We decided to make complete use of System Verilog's powers, and use a behavioral model of an adder.

- 1. This would allow the DC Shell to convert our Verilog code into the most optimal RTL schematic due to the number of wires and registers being sparse.
- 2. We found that the DC Shell does optimization based on resource utilization and power.
- 3. This reduced the latency overhead compared to the cascaded model, and in turn, the negative slack associated with the adder.
- 4. On RTL synthesis and inspection of power and area consumption, the behavioural model trumped the reference architecture in all aspects
- 5. While the timing is better improved with the ripple carry adder, it comes at a large expense of high resources, which is why we have chosen this model.

## 2.2 Netlist Diagram



# **2.3 Simulation Metrics**

| Metrics                                     | Ripple carry with tree |
|---------------------------------------------|------------------------|
| Worst negative slack in ps (setup analysis) | -0.18                  |
| Total power consumed                        | 1.84 mW                |
| Leakage power                               | 25.19 uW               |
| Area of combinational logic                 | 1820.52                |
| # of combinational cells                    | 826                    |
| Total area                                  | 2457.36                |

| <u>Metrics</u>                              | Carry-Lookahead Model |
|---------------------------------------------|-----------------------|
| Worst negative slack in ps (setup analysis) | -0.17                 |
| Total power consumed                        | 1.88 mW               |
| Leakage power                               | 26.76 uW              |
| Area of combinational logic                 | 1877.4                |
| # of combinational cells                    | 814                   |
| Total area                                  | 2516.4                |

| Metrics                                     | <b>Behavioral Model</b> |
|---------------------------------------------|-------------------------|
| Worst negative slack in ps (setup analysis) | -0.25                   |
| Total power consumed                        | 1.61 mW                 |
| Leakage power                               | 15.72 uW                |
| Area of combinational logic                 | 925.56                  |
| # of combinational cells                    | 358                     |
| Total area                                  | 1519.2                  |

# 2.4. What did not work as expected

- 1. Initially, we tried implementing a carry skip adder.

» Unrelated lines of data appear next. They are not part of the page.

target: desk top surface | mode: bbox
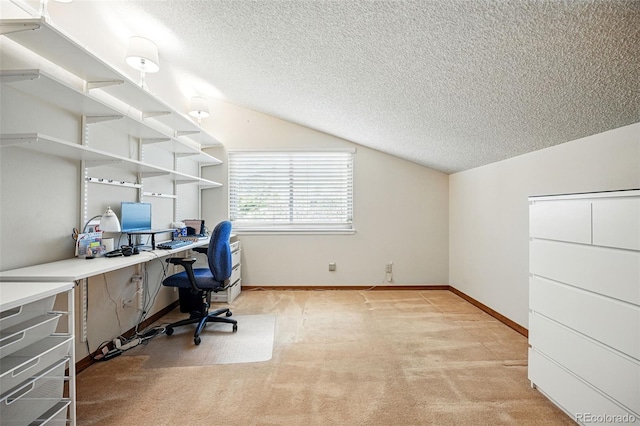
[0,281,74,312]
[0,239,209,281]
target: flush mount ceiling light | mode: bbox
[189,96,209,126]
[125,36,160,90]
[38,0,73,22]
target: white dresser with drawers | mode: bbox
[529,190,640,424]
[0,282,76,426]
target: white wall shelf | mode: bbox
[0,69,222,165]
[0,18,221,147]
[0,133,222,188]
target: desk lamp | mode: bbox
[82,207,122,233]
[100,207,122,232]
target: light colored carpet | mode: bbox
[125,314,276,368]
[77,290,575,426]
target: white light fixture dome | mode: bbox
[38,0,73,22]
[125,36,160,89]
[189,96,209,125]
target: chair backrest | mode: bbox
[207,220,233,282]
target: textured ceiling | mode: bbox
[36,0,640,173]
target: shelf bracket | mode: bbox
[142,111,171,119]
[176,130,200,137]
[0,70,40,84]
[85,177,142,188]
[176,179,199,185]
[140,138,171,145]
[87,80,124,90]
[141,172,169,178]
[143,192,178,199]
[0,133,38,148]
[85,160,122,169]
[0,22,40,34]
[87,115,123,124]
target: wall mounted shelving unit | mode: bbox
[0,18,222,220]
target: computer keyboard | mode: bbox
[157,240,193,250]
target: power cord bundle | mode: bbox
[86,257,168,361]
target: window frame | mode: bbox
[227,148,356,235]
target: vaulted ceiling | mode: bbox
[8,0,640,173]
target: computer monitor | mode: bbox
[120,201,151,232]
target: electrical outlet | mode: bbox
[118,297,133,312]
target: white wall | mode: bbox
[203,102,448,286]
[449,123,640,327]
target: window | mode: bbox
[229,150,355,232]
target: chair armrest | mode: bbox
[167,257,198,266]
[167,257,202,291]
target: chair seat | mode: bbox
[162,268,224,292]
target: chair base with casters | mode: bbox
[162,221,238,345]
[165,282,238,345]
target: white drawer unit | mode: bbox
[529,190,640,424]
[0,282,76,425]
[211,241,242,303]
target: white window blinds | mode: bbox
[229,151,354,231]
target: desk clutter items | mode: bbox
[76,232,105,259]
[104,246,140,257]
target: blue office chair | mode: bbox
[162,221,238,345]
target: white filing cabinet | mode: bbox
[0,282,76,425]
[211,241,242,303]
[529,190,640,424]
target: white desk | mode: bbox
[0,239,209,281]
[0,239,209,348]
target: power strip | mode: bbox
[113,337,140,351]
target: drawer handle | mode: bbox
[11,357,40,377]
[0,331,25,349]
[0,306,23,321]
[5,382,36,405]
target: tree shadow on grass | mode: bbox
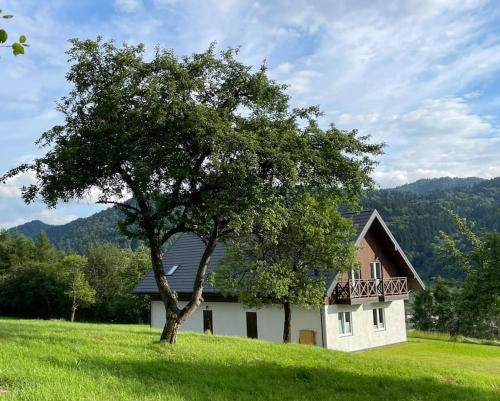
[40,353,500,401]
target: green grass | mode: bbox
[0,319,500,401]
[408,330,500,347]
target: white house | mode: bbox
[134,210,424,351]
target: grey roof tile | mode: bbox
[133,210,373,294]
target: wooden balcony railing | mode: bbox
[330,277,408,303]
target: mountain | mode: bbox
[392,177,484,194]
[364,177,500,280]
[9,207,139,253]
[11,177,500,280]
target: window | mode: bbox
[372,308,385,330]
[247,312,258,338]
[203,310,214,334]
[349,269,361,280]
[370,260,382,280]
[167,265,179,276]
[339,312,352,336]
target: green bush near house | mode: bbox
[0,319,500,401]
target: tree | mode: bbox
[85,243,151,323]
[214,194,357,342]
[0,10,29,56]
[60,254,95,322]
[2,38,381,343]
[435,212,500,338]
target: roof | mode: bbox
[133,209,424,294]
[133,233,226,294]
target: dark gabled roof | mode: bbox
[133,210,374,294]
[342,209,375,239]
[133,233,226,294]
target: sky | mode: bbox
[0,0,500,227]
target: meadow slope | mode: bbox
[0,319,500,401]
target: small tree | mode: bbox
[2,39,381,343]
[214,194,356,342]
[61,254,95,322]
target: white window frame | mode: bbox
[372,308,385,331]
[370,260,382,280]
[337,311,353,337]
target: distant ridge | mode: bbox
[9,207,139,253]
[389,177,484,194]
[10,177,500,280]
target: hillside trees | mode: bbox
[60,254,95,322]
[0,232,150,323]
[414,213,500,339]
[3,38,381,343]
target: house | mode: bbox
[134,210,424,351]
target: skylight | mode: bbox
[167,265,179,276]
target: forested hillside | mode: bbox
[8,177,500,280]
[364,177,500,280]
[9,207,138,254]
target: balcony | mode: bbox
[330,277,409,304]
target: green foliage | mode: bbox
[0,319,500,401]
[214,194,356,307]
[363,177,500,281]
[83,243,151,322]
[1,38,382,342]
[60,254,96,321]
[415,213,500,339]
[0,10,29,56]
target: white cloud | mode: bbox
[0,0,500,228]
[364,98,500,187]
[115,0,142,13]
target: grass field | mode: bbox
[0,319,500,401]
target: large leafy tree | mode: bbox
[214,194,357,342]
[3,38,380,343]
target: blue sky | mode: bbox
[0,0,500,227]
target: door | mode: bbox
[247,312,258,338]
[203,310,214,334]
[370,260,382,293]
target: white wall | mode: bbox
[325,300,406,351]
[151,300,406,351]
[151,301,322,346]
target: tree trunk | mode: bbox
[160,311,181,344]
[148,217,219,344]
[283,301,292,343]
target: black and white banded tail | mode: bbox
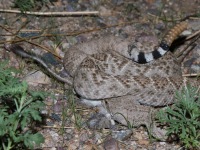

The implementation required choosing between our initial carryIn and each stage's carryOut by multiplexing the inputs at each stage. Our implementation was faulted, and we shifted our focus on the carry-lookahead adder. Upon review, we found that our multiplexer's select was using a single wire which was getting updated over all stages, and we should have used an array instead.
- 2. The behavioral model optimized the design in terms of area, power and number of combinational units. However, it did not optimize the architecture in terms of latency as much as the tree structure of ripple carry adders.
- 3. We also considered using carry-select adders; however, carry-select adders have a larger area as compared to carry-lookahead adders, and would not provide as much an improvement in terms of timing due to the lesser number of bits used.

# 2.5 Future improvements in design

For future improvements, we can create a pipelined version of this adder. With pipelining, the number of combinational blocks between to DFFs would reduce. This allows us to increase the frequency and also gives one output every clock cycle. Another option can be to use the transpose architecture of the filter which would create a directly pipelined version by putting the combinational blocks between the DFFs.